LNG IMPORTS DOWN
Asia Pacific imports of LNG down in 2015 on mild weather, lower demand for power generation
Imports of liquefied natural gas (LNG) in Japan, South Korea, and China, the three largest global importers, all located in the Asia Pacific region, have declined by an average 1.4 billion cubic feet per day (Bcf/d) (6.7%) in the first five months of 2015 compared to the same period in 2014. These three countries accounted for 61% of global LNG imports in 2014 according to data from the International Group of Liquefied Natural Gas Importers. Reduced consumption of LNG was largely driven by higher use of coal-fired and nuclear power plants in South Korea, lower consumption of natural gas in power generation (gas burn) in Japan, and increased imports of lower-priced pipeline gas in China. South Korea accounted for the largest decrease in LNG imports, an average 0.9 Bcf/d (15.1%) in January-May 2015 as compared to the same period in 2014, primarily because of a decline in gas use in power generation.
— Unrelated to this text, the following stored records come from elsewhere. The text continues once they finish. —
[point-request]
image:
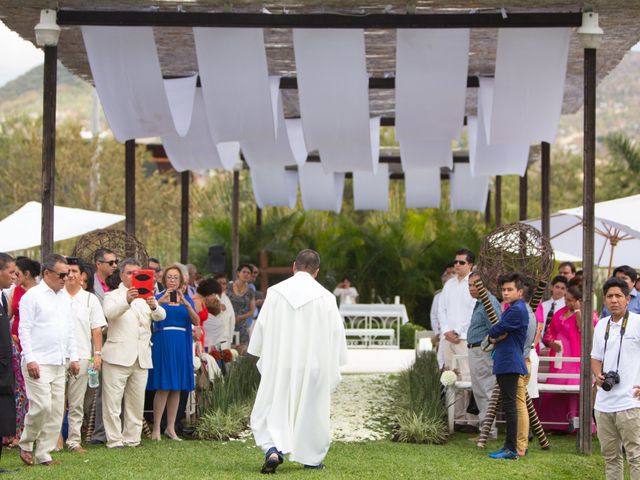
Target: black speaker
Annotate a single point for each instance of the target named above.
(217, 262)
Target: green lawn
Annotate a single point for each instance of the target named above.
(192, 460)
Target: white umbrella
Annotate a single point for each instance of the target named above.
(22, 229)
(617, 232)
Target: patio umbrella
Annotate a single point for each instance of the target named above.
(617, 232)
(21, 229)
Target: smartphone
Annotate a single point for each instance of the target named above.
(142, 281)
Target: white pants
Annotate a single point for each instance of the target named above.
(76, 390)
(129, 383)
(483, 382)
(46, 408)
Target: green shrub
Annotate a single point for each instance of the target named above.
(408, 334)
(219, 424)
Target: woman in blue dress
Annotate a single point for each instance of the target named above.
(172, 351)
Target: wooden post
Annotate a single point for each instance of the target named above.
(130, 186)
(524, 190)
(588, 225)
(545, 198)
(498, 200)
(185, 179)
(50, 82)
(487, 210)
(235, 223)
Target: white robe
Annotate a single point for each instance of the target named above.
(299, 337)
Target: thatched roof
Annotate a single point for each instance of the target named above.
(618, 18)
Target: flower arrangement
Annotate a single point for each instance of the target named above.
(448, 378)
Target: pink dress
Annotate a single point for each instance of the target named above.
(556, 410)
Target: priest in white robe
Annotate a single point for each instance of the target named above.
(300, 339)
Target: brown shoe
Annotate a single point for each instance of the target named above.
(26, 457)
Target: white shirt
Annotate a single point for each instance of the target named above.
(455, 306)
(87, 314)
(435, 321)
(620, 397)
(46, 327)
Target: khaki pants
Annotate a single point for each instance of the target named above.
(522, 441)
(615, 430)
(46, 408)
(462, 365)
(483, 381)
(129, 383)
(76, 389)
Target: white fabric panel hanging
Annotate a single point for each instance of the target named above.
(277, 150)
(468, 192)
(334, 97)
(126, 71)
(422, 187)
(320, 190)
(235, 80)
(371, 190)
(197, 150)
(417, 155)
(531, 67)
(274, 186)
(431, 83)
(496, 159)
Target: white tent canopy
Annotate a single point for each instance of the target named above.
(22, 229)
(617, 227)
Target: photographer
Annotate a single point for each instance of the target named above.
(614, 363)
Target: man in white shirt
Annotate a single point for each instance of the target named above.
(126, 357)
(614, 363)
(88, 321)
(48, 341)
(455, 308)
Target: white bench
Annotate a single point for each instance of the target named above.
(542, 386)
(367, 337)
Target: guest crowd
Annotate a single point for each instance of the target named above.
(503, 346)
(82, 339)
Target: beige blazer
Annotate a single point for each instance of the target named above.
(129, 336)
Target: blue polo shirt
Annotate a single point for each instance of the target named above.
(509, 353)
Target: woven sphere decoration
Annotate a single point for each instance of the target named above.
(123, 244)
(516, 247)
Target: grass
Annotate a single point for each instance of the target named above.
(197, 459)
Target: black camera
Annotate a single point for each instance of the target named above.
(610, 380)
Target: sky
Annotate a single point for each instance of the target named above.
(18, 56)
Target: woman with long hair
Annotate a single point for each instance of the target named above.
(172, 351)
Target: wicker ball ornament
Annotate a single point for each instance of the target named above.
(516, 247)
(123, 245)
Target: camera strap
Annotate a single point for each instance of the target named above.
(623, 328)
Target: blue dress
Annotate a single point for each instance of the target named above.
(172, 350)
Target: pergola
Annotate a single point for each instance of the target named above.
(173, 22)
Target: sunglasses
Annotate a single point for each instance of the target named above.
(110, 262)
(61, 275)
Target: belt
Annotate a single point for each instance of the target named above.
(181, 329)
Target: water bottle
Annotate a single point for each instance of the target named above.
(94, 378)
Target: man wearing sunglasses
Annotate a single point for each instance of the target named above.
(48, 341)
(455, 308)
(106, 263)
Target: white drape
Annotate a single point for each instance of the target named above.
(371, 190)
(334, 100)
(126, 72)
(422, 187)
(531, 66)
(468, 192)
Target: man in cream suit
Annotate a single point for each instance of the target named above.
(126, 357)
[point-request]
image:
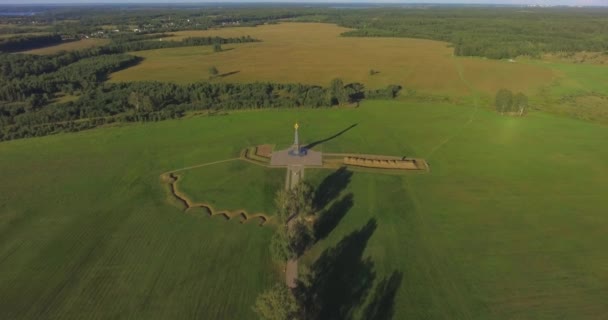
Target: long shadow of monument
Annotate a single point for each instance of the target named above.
(318, 142)
(382, 304)
(330, 218)
(331, 187)
(339, 281)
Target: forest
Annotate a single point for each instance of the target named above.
(30, 84)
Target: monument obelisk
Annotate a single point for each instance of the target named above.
(296, 139)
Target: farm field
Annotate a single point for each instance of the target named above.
(487, 234)
(314, 53)
(69, 46)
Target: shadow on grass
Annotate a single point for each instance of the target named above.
(382, 304)
(318, 142)
(330, 187)
(329, 219)
(338, 283)
(227, 74)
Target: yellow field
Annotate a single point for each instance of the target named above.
(314, 53)
(70, 46)
(12, 35)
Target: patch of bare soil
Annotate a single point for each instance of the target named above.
(244, 216)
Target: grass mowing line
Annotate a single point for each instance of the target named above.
(199, 165)
(471, 117)
(172, 179)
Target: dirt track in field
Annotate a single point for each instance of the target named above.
(171, 179)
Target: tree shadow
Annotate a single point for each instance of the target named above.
(331, 187)
(227, 74)
(329, 219)
(318, 142)
(339, 280)
(382, 304)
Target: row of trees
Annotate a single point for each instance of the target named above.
(143, 101)
(496, 33)
(22, 43)
(507, 102)
(15, 66)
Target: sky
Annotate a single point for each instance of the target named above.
(540, 2)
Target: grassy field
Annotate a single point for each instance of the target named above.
(217, 184)
(510, 223)
(315, 54)
(69, 46)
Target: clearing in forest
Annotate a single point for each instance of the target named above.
(315, 53)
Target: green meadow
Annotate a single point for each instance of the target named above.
(509, 223)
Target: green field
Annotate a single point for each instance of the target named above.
(510, 222)
(217, 184)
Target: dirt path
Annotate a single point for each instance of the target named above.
(243, 215)
(475, 95)
(200, 165)
(291, 270)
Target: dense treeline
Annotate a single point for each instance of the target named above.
(20, 65)
(489, 32)
(155, 101)
(120, 47)
(473, 31)
(81, 75)
(30, 42)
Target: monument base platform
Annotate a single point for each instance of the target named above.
(293, 157)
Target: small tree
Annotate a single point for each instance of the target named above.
(213, 71)
(338, 94)
(520, 103)
(504, 100)
(279, 245)
(278, 303)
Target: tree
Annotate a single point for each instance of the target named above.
(278, 303)
(504, 100)
(279, 245)
(520, 103)
(213, 71)
(338, 94)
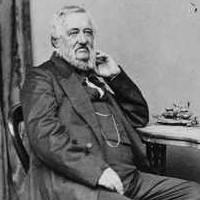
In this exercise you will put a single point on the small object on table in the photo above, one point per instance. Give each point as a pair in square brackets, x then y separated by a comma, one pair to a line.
[177, 115]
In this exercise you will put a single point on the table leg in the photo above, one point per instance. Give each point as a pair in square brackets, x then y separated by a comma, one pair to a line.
[156, 154]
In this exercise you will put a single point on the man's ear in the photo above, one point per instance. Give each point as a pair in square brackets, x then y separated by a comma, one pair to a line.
[56, 42]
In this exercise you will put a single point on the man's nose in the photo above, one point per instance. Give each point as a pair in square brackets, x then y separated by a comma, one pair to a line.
[82, 38]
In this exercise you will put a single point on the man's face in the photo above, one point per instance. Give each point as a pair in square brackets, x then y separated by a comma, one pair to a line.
[77, 39]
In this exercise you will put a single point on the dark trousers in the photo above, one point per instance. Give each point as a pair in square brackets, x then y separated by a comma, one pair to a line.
[154, 187]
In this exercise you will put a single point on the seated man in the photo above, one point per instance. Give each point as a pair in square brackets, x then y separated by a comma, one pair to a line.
[81, 111]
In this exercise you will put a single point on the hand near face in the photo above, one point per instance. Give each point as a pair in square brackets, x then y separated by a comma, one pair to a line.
[105, 65]
[111, 180]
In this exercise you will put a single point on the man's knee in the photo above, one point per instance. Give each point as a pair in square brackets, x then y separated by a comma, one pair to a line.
[195, 191]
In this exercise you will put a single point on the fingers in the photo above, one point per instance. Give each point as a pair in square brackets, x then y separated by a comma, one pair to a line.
[111, 180]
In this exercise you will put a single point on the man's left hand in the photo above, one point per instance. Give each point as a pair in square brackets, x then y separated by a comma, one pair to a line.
[105, 65]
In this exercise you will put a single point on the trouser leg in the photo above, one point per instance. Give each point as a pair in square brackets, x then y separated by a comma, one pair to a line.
[154, 187]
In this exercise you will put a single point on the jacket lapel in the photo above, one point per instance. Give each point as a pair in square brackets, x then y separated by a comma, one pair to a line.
[76, 94]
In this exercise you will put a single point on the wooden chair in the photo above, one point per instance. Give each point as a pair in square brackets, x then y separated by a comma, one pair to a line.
[14, 119]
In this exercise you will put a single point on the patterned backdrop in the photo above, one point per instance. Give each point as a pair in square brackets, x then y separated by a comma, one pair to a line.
[15, 59]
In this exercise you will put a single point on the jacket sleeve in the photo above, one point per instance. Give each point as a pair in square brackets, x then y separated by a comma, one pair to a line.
[49, 139]
[130, 99]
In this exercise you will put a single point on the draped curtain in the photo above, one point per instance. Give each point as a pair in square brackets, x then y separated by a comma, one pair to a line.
[15, 59]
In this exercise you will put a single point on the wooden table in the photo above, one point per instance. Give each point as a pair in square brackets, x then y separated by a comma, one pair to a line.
[157, 137]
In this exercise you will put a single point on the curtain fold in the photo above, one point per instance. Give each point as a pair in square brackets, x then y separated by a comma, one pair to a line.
[15, 59]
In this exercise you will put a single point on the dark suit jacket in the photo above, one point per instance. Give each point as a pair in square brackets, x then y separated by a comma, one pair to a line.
[64, 135]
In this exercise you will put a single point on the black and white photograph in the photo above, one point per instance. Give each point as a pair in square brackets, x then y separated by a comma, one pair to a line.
[99, 100]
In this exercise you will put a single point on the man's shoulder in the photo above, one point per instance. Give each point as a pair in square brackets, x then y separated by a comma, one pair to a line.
[49, 68]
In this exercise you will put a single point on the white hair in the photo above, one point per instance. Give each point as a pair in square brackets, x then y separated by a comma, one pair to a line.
[59, 18]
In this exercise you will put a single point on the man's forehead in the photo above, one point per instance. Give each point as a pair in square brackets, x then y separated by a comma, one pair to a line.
[78, 20]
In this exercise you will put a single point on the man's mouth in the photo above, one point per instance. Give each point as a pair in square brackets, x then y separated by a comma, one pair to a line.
[82, 49]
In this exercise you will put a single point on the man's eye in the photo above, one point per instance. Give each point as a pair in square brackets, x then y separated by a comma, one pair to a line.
[73, 33]
[89, 32]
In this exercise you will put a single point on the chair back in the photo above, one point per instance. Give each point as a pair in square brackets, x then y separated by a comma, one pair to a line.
[15, 117]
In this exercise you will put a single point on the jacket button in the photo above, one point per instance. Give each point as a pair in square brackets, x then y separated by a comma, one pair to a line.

In South Korea, mild winter and government policies, which favor the use of coal and nuclear over natural gas in the power generation mix, led to declines in natural gas consumption in the power sector for the past two years. Nuclear generation has been increasing since the end of a nuclear safety scandal in early 2014 involving irregularities uncovered during safety inspections of nuclear facilities. Generation by coal and nuclear power plants increased by 8% and 3%, respectively, in the first quarter of 2015, as compared to the same period last year, while gas burn declined by 20%, according to data by the Korea Energy Economics Institute (KEEI). Additional nuclear capacity, including commissioning of Shin-Wolsong unit 2 this month and the restart of Shin-Wolsong unit 1 combined with relatively flat demand, is likely to further reduce the call on gas-fired generation in South Korea's power mix, and lead to lower LNG imports.
In Japan, lower LNG imports in the first five months of 2015 were largely driven by lower demand for gas-fired generation in the power sector. Consumption of all fossil fuels (coal, crude oil, heavy fuel oil, and LNG) in power generation has declined year-on-year over this period, accounting for a 7% decrease in thermal generation, while hydro generation increased by 16%, according to data from the Federation of Electric Power Companies of Japan (FEPC). Fossil fuels generation has decreased despite the sharp decline in crude oil prices since the second half of 2014 and a decrease in LNG import prices, which are linked to crude oil prices with a lag of several months. The planned restarts of nuclear power plants in the coming months (Kyushu Electric's Sendai power plant Unit 1 in August and Unit 2 in October 2015, totaling 1.78 GW of capacity) and several other plants in 2016, totaling 9.4 GW, will further reduce the demand for fossil fuels generation in the coming years.
In China, LNG imports fell by 0.24 Bcf/d (8.7%) in the first five months of 2015 compared with the same period in 2014, while lower-priced pipeline imports increased by 0.6 Bcf/d (22%), according to data by the Chinese Customs Agency.